The Center and nine other groups sent a certified letter to the Fish and Wildlife Service on 10/5/2004 warning of these violations of the Endangered Species Act and requesting immediate action to prevent accidental killings of jaguars.  But the groups have not yet received a response from FWS.

Jaguars suffered from decades of agency malfeasance and neglect that continues today.
The jaguar was originally listed as an endangered species in 1972 under the predecessor law to the Endangered Species Act.  However, this law contained numerous loopholes, and while the species was ostensibly protected the Fish and Wildlife Service continued to issue permits to safari companies to import jaguar pelts from Central and South America. 

As a result of a myriad of similar abuses involving many different animals, President Richard M. Nixon proposed to Congress a stronger law, and on December 28, 1973 he signed the modern Endangered Species Act into law.  But the Fish and Wildlife Service failed to place the jaguar on the new list of endangered species in the United States.  In 1974, it stated this failure was a result of an "oversight," and pledged to expeditiously list the jaguar as endangered.

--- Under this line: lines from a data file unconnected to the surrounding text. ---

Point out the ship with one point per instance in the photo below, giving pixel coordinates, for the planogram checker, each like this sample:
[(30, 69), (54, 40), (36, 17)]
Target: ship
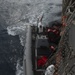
[(65, 54)]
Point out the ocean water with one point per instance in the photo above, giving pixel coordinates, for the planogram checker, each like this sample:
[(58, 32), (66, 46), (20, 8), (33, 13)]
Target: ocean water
[(14, 16)]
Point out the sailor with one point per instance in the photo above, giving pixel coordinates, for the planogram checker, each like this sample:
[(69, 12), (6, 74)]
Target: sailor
[(50, 70), (40, 25)]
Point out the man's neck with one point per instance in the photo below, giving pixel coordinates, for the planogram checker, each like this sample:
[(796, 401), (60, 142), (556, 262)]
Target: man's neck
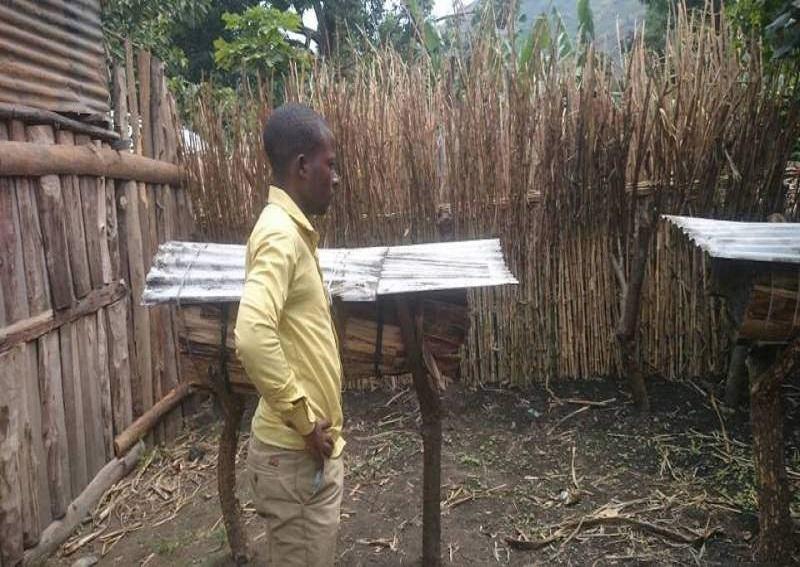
[(290, 190)]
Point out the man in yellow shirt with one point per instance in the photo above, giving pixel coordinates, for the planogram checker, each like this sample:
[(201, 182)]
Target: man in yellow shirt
[(287, 343)]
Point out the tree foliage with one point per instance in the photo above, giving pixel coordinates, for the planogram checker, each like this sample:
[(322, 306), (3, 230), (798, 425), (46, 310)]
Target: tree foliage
[(585, 22), (260, 41), (784, 31)]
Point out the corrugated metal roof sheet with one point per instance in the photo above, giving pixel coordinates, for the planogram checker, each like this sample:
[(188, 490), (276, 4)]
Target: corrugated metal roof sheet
[(756, 241), (52, 55), (187, 272)]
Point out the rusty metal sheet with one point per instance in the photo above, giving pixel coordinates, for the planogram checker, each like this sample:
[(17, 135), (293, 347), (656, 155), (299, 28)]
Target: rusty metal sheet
[(734, 240), (187, 272), (52, 56)]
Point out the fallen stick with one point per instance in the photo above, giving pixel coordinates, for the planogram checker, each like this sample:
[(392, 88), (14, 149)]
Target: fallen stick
[(571, 528), (57, 532), (599, 404), (566, 417)]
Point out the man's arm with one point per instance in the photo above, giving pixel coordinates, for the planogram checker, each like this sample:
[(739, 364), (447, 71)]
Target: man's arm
[(272, 263)]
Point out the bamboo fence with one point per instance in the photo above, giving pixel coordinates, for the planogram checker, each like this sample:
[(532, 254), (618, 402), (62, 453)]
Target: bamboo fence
[(558, 159), (80, 359)]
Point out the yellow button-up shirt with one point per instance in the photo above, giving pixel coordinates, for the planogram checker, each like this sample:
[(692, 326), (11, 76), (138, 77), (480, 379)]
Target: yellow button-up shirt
[(285, 336)]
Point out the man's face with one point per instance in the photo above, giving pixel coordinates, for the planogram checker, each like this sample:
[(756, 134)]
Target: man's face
[(321, 178)]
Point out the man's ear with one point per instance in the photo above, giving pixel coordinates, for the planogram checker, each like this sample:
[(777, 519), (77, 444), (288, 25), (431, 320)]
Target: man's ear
[(302, 165)]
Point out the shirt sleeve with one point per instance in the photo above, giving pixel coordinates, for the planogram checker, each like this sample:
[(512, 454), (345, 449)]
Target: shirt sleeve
[(272, 260)]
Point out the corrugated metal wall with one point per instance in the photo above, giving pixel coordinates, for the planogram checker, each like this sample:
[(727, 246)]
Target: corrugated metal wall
[(52, 55)]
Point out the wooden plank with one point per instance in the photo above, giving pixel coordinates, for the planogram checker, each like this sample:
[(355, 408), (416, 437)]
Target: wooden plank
[(40, 490), (89, 204), (103, 227), (11, 541), (165, 220), (54, 429), (142, 381), (12, 274), (148, 219), (73, 208), (32, 328), (119, 365), (133, 99), (54, 227), (37, 284), (143, 63), (119, 100), (158, 113), (103, 381), (3, 321), (15, 363), (93, 420), (73, 407), (112, 230)]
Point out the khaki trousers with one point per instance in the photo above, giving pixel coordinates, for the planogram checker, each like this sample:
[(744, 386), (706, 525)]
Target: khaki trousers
[(300, 506)]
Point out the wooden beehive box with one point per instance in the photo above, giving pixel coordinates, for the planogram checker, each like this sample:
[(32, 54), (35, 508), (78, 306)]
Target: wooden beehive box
[(205, 282)]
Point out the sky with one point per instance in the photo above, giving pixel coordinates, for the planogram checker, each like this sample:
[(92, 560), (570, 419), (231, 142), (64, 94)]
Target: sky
[(440, 8)]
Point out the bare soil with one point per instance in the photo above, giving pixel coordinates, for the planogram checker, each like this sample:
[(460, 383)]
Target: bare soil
[(516, 464)]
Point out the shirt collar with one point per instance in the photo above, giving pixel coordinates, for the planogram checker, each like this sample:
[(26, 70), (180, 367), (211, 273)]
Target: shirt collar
[(279, 197)]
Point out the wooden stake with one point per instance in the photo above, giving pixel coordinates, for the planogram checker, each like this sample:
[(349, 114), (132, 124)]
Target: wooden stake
[(775, 542), (10, 440), (54, 429), (233, 408), (431, 409), (73, 407)]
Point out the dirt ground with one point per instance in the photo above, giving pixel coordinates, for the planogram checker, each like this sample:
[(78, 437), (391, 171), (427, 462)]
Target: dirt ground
[(517, 465)]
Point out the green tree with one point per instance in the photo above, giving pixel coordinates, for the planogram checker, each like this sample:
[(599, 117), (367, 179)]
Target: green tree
[(151, 24), (336, 20), (260, 41), (783, 31)]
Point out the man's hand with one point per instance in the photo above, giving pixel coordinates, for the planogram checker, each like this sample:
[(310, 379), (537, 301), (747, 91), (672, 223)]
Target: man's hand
[(319, 442)]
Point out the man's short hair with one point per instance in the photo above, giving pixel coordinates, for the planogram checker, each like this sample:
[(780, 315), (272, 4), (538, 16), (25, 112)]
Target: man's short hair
[(292, 129)]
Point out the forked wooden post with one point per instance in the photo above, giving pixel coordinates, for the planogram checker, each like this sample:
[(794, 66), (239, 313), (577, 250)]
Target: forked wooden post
[(232, 405), (430, 405)]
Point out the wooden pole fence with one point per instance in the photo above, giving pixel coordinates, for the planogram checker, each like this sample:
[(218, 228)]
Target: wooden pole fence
[(25, 159)]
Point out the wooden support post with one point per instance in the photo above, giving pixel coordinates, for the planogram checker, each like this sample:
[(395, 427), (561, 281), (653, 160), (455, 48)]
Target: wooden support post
[(232, 408), (775, 541), (628, 325), (430, 405), (147, 421)]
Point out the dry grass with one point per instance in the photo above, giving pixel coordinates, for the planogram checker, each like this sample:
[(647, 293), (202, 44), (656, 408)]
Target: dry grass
[(555, 159)]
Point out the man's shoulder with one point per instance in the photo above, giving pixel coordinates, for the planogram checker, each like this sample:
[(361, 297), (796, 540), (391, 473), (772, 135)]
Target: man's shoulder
[(274, 221)]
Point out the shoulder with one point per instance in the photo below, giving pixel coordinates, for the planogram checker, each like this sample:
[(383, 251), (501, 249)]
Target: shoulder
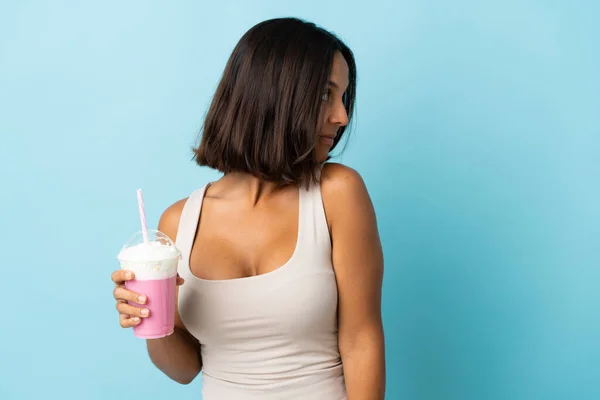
[(169, 220), (340, 182), (344, 194)]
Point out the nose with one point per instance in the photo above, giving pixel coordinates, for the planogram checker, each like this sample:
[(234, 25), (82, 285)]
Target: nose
[(339, 116)]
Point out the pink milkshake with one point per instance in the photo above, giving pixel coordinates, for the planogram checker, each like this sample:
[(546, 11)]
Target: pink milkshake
[(153, 259)]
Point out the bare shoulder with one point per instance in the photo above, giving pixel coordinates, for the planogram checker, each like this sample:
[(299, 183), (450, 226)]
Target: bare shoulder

The agency failed to do so, and jaguars continued to be killed in the United States.  So in 1994 biologist Anthony Povilitis, Ph.D., presented a formal petition to list the jaguar as endangered.  Fish and Wildlife Service refused to evaluate the information in the petition until the Center for Biological Diversity won a court decision requiring the agency to do so.  As a result, the jaguar was listed as endangered in 1997.

Since then the Fish and Wildlife Service has failed to convene a recovery plan and designate critical habitat for the jaguar.  On September 24, 2004, the Center and Defenders of Wildlife settled a suit with the federal agency in which it agreed to re-evaluate its opposition to critical habitat and issue a new decision by July 3, 2006.

"It's a shame this beautiful animal only gets protection when a judge orders the government to follow the law," commented Robinson.  "We've gotten no response to our previous letter, but our current notice still gives the agencies two months to limit the taxpayer-funded trapping and cease entirely the poisoning and snaring in areas where jaguars roam."